At every timestep, Moltres also calculates weighted averages of the
temperature and the precursors at the outlet. These values are weighted by the
outflow velocity values at the outlet according to the following equation:
%
\begin{align}
\overline{\psi} &= \frac{\int_\mathcal{C} \psi(y) u(y) dy}{
\int_\mathcal{C} u(y) dy} \\
\intertext{where}
\psi &= \text{variable to be weighted [ - ]} \nonumber \\
\mathcal{C} &= \text{outlet boundary area [ - ]} \nonumber \\
u &= \text{outflow velocity perpendicular to the outlet boundary
[m$\cdot$s$^{-1}$].} \nonumber
\end{align}
Moltres transfers this outflow value from the central core region to the 1-D
outer loop region, to be used as the boundary value for the inhomogeneous
Dirichlet boundary
condition at the inlet. Likewise, the outflow value from the outer
loop region is used for the inflow value in the central core region.

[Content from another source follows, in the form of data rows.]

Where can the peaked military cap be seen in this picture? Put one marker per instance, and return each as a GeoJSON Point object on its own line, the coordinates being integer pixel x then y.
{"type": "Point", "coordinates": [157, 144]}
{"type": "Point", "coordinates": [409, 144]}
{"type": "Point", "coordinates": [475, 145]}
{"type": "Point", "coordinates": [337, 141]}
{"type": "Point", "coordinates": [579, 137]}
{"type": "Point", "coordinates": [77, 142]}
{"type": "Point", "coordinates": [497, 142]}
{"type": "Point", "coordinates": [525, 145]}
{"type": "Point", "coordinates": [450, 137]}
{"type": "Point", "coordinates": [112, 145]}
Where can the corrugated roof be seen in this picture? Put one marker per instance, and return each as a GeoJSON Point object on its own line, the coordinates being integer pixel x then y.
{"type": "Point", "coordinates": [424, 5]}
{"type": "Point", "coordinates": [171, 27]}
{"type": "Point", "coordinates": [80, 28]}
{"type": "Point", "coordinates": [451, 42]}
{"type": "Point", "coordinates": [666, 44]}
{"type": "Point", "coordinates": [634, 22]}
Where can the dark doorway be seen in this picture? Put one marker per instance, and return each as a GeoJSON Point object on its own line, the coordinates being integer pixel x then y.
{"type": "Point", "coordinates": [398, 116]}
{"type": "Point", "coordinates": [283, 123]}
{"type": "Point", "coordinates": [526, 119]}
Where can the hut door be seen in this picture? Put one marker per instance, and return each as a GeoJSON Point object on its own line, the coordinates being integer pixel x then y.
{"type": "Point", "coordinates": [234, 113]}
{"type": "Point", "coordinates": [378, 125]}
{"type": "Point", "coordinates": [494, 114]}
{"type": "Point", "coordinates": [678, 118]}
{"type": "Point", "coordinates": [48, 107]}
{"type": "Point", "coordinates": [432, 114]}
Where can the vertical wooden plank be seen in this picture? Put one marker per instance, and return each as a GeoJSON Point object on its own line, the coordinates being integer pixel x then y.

No
averaging is required for this step as the outer loop region is a 1-D system.
We assume that the inflow temperature and \gls{DNP} are uniform at the inlet.
The Picard iterations within every timestep ensure that the two systems are
implicitly coupled even though they're solved separately.